La symphonie classique doit tout à Joseph Haydn. Quel bonheur de le constater dans les meilleures conditions qui soient ! Le 18 juin dernier, l’Orchestre National du Capitole, dirigé par Tugan Sokhiev, avait choisi de le rappeler pour son dernier concert d’abonnement de la saison. Une soirée qui associait judicieusement le Tchaïkovski des Variations sur un thème rococo au compositeur majeur de la première école de Vienne.
Tugan Sokhiev dirige l’Orchestre National du Capitole dans deux symphonies de Haydn
– Photo Classictoulouse –
Il n’est hélas pas rare d’entendre encore quelques exécutions pesantes ou ampoulées des chefs-d’œuvre symphoniques de Haydn. L’esprit, la finesse, la vivacité de cette écriture se trouvent alors noyés dans un embonpoint hors de propos. Les remises en question, par la vague « baroqueuse », de l’art d’interpréter ce répertoire sont heureusement de plus en plus prises en compte. C’est ce que l’on observe avec bonheur de la part de la phalange toulousaine et de son chef. L’effectif confortable des cordes de l’orchestre n’entraîne aucune lourdeur de leur jeu. Un vibrato très retenu, une articulation élégante mais toujours acérée et vive, tissent une dentelle légère et subtile, bien éloignée de certaines épaisses moquettes de jadis. La direction pleine de contrastes de Tugan Sokhiev souligne habilement les accents de chaque phrase, animant ainsi un discours toujours ductile et fluide. Les bois épicent les échanges, les cuivres ponctuent avec autorité le déroulement de chaque épisode. Dynamiques, étincelantes comme du vif argent, ces interprétations réjouissent le cœur et l’esprit.
Dans la symphonie n° 104, la timbale impertinente et impériale de Jean-Loup Vergne mène la danse.
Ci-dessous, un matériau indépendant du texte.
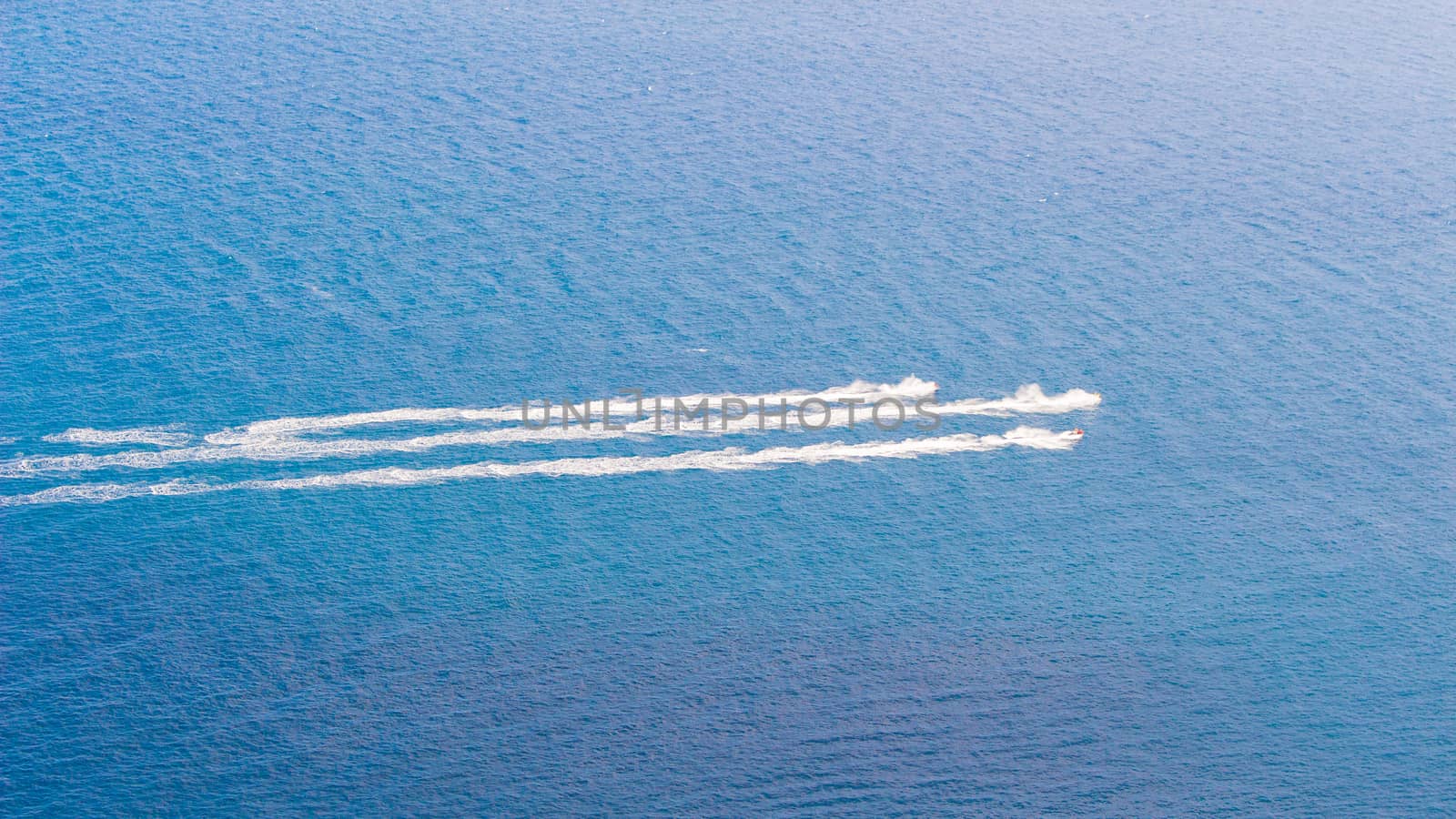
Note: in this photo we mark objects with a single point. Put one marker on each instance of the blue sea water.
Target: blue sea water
(1237, 223)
L’Adagio initial frémit de ces savoureuses dissonances qui donnent du goût à cette belle ouverture. La transition avec l’Allegro dévoile un paysage de plein soleil. On retient sa respiration lors des silences de l’Andante, si finement ménagés. L’esprit mutin du Menuet débouche enfin sur l’exaltation joyeuse du Finale spiritoso. Tout ceci parle un langage clair, transparent comme un ruisseau de montagne.
Tatjana Vassiljeva, soliste des Variations sur un thème rococo de Tchaïkovski
– Photo Classictoulouse –
C’est encore la timbale, cette fois en solo à découvert, qui ouvre la symphonie n° 103, précisément titrée « Roulement de timbales ». Tugan Sokhiev confère à l’étonnant Adagio initial toute l’angoisse d’une attente qu’un thème proche du Dies Irae teinte d’une étrange et sombre couleur. Le sourire de l’Allegro con spirito qui s’enchaîne vient éloigner cette ombre fugace. La lente marche de l’Andante, dont Schubert se souviendra peut-être lorsqu’il composera sa 9ème symphonie, se pare d’un solo de violon d’une belle effervescence. Laurent Pellerin l’éclaire d’une élégance et d’une musicalité admirables : phrasé raffiné, couleurs subtiles. Les vents nourrissent le Menuet de la beauté de leurs timbres et l’Allegro con spirito final éblouit par sa ferveur joyeuse. Le public en redemande et obtient alors une brillante reprise en guise de bis.
Entre ces deux chefs-d’œuvre, Tchaïkovski glisse son hommage aux anciens maîtres. Les Variations sur un thème rococo pour violoncelle et orchestre ne se contentent pas de donner au soliste l’occasion de briller. Il construit un parcours en forme de ballet dont le héros est le violoncelle. La violoncelliste russe Tatjana Vassiljeva aborde l’œuvre comme on se glisse dans un rôle. Sa généreuse sonorité, sombre et intense, met en lumière le thème générateur des huit variations contrastées qui l’illustrent. Elle construit son interprétation sur la durée. Le respect de la grande ligne, de sa continuité, évite ainsi un morcellement de cette partition brillante mais aussi profonde et soutenue. Fougueux et dynamique, le jeu de la soliste sait aussi faire patte de velours. L’épisode central, joué comme dans un rêve, suspend un instant le déploiement de virtuosité. Le dialogue avec l’orchestre aboutit à une conclusion rutilante, chaleureusement saluée par le public. Deux bis extraits des Suites pour violoncelle seul de Johann Sebastian Bach (Prélude de la 1ère, Gigue de la 3ème) prolongent encore le plaisir.